An appropriate PRB configuration is critical to the PRB engineering design, which should be selected considering site-specific hydrogeologic conditions and contaminant plume characteristics. The most common PRB configuration is the continuous permeable reactive barrier (C-PRB). This configuration has a simple structure, convenient installation, less disturbance to the natural groundwater flow field, and low sensitivity to the complexity of the groundwater flow field. However, for sites with deep groundwater depth and large plumes, the application of C-PRB is limited due to its high construction and materials cost.
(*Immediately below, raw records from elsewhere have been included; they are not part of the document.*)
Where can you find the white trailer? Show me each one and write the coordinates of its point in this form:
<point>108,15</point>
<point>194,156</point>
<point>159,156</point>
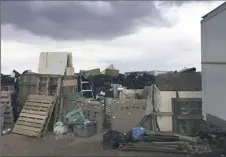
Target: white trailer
<point>213,49</point>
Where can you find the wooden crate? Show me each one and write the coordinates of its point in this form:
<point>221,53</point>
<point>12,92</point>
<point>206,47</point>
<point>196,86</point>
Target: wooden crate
<point>35,116</point>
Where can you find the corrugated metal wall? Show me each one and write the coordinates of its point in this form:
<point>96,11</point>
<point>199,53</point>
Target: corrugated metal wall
<point>213,47</point>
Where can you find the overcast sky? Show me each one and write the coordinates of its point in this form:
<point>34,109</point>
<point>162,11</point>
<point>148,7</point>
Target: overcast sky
<point>131,35</point>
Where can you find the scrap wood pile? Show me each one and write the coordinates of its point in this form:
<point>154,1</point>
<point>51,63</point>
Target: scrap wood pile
<point>40,111</point>
<point>159,142</point>
<point>35,116</point>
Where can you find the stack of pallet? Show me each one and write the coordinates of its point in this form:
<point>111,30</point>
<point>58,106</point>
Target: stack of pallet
<point>35,116</point>
<point>6,102</point>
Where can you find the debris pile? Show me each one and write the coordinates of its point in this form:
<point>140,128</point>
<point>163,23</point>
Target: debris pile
<point>155,142</point>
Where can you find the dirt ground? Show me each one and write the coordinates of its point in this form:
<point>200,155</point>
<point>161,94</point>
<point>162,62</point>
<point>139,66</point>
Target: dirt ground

To overcome the shortcomings of the C-PRB, Prof. Hongtao Wang from the Tsinghua University, Dr. Tan Chen from the Minzu University of China and their team members have proposed an innovative and sustainable PRB configuration, namely the passive convergence-permeable reactive barrier (PC-PRB). The PC-PRB is designed to make the plume converge towards the PRB due to the passive hydraulic decompression-convergent flow effect. The corresponding passive groundwater convergence (PC) system is deployed upstream of the PRB system, which consists of passive wells, water pipes, and a buffer layer. This study entitled "Passive convergence-permeable reactive barrier (PC-PRB): an effective configuration to enhance hydraulic performance" is published online in Frontiers of Environmental Science & Engineering in 2022.
In this study, the research team developed a two-dimensional (2D) finite-difference hydrodynamic code, entitled PRB-Flow, to examine the hydraulic performance parameters (i.e., capture width (W) and residence time (t) of PC-PRB. The research team found the horizontal 2D capture width (Wh) and vertical 2D capture depth (Wv) of the PC-PRB remarkably increase compared to that of the continuous reactive barrier (C-PRB). The aforementioned relative growth values in order are greater than 50% and 25% in this case study. Therefore, the PRB geometric dimensions as well as the materials cost required for the same plume treatment lessens. The sensitivity analysis reveals that the dominant factors influencing the hydraulic performance of the PC-PRB are the water pipe length (Lp), PRB length (LPRB), passive well height (Hw), and PRB height (HPRB). The discrepancy between the Wh of PC-PRB and that of the C-PRB (i.e., ΔWh) has a low correlation with PRB parameters and mainly depends on Lp, which could dramatically simplify the PC-PRB design procedure. Generally, the proposed PC-PRB exhibits an effective PRB configuration to enhance hydraulic performance.